With two hands, two legs, and two sides of the brain, humans are clearly bilateral beings. But bilateral doesn't mean perfectly symmetrical: One earlobe might hang slightly lower than the other, someone's left wrist might be just a bit wider than their right. Studies of faces have shown that people perceive more symmetrical faces of either gender as more attractive, perhaps because these subtle differences, called fluctuating asymmetry, somehow reflect susceptibility to environmental stresses such as disease. Vulnerability to stress might make someone less healthy and therefore less suitable as a mate, according to the theory. Isolating asymmetry in the rest of the body has proven difficult because researchers lacked instruments designed to measure these differences.
William Brown, an evolutionary psychologist at Brunel University in the U.K., decided to take the problem to people who know bodies best: doctors and fashion designers. Physicians sometimes use three-dimensional body scanners to make images of a burn victim's skin, and designers use them to make more accurate models for fitting clothing. Brown's team used the device to scan the bodies of 40 male and 37 female college students. A computer gave precise measurements for 24 traits: ankle girth, shoulder width, and others. The computer also created a full-scale, rotating image of each subject's body. The model displayed no information about skin color, clothing, or hairstyle. The researchers then asked 37 men and 50 women to rate attractiveness of the opposite-sex models.
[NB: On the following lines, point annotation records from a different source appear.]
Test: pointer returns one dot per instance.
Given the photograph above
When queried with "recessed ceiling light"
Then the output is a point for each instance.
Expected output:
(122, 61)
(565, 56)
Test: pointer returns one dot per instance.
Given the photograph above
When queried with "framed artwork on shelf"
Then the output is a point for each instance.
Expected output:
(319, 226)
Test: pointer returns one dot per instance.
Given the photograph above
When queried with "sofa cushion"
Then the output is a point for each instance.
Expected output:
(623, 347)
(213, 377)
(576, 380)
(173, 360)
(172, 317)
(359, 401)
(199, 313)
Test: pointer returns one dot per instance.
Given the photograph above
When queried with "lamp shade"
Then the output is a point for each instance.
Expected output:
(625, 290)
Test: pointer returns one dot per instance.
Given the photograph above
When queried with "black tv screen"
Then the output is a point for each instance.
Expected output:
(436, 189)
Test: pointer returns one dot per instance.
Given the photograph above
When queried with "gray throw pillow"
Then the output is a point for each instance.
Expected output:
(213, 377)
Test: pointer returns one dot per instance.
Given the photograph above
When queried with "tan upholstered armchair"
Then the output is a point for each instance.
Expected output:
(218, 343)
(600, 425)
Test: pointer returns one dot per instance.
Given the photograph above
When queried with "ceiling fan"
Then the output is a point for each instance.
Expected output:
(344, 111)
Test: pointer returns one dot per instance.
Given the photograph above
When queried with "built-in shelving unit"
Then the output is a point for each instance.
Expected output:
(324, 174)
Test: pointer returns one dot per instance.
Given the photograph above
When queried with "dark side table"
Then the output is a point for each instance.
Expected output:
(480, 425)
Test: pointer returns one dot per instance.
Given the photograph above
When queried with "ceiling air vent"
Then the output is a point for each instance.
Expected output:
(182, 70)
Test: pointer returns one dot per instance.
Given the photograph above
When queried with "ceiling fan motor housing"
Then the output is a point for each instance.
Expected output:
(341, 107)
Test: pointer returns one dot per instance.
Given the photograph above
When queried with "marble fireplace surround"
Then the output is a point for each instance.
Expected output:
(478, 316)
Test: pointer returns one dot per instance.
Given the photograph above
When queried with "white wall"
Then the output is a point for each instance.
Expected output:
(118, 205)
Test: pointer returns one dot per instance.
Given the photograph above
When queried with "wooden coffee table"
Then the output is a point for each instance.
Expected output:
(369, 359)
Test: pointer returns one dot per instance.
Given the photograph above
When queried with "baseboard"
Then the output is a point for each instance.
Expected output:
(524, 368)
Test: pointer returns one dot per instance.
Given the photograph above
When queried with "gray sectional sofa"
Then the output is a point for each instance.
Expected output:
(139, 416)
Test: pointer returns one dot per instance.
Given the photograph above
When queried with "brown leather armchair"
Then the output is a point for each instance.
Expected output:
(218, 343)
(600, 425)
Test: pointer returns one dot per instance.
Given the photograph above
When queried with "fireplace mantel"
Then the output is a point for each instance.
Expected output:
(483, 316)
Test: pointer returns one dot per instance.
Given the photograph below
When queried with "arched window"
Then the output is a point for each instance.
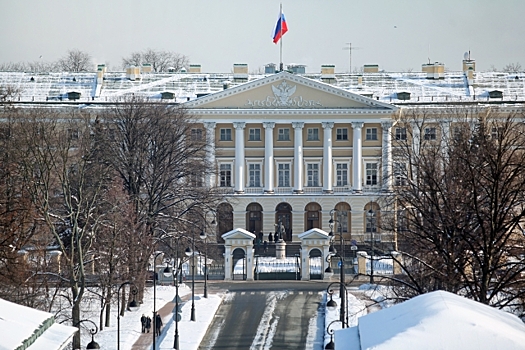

The more symmetrical bodies in both sexes were judged as more attractive, the researchers report today in the Proceedings of the National Academy of Sciences. Brown speculates that this balance could reflect fewer stresses during development. "What Darwin would have called secondary sex characteristics"--hip and chest dimensions, for example--"may be indicating better development," Brown says.
Evolutionary biologist Joel McGlothlin of the University of Virginia, Charlottesville, applauds the use of digital imaging to measure fluctuating asymmetry. But researchers don't have enough evidence to say that this asymmetry reflects problems that occurred when a child was growing up, he notes. It could just reflect a person's health at the time or other factors. And, more symmetrical shoulders might come simply from lifting weights.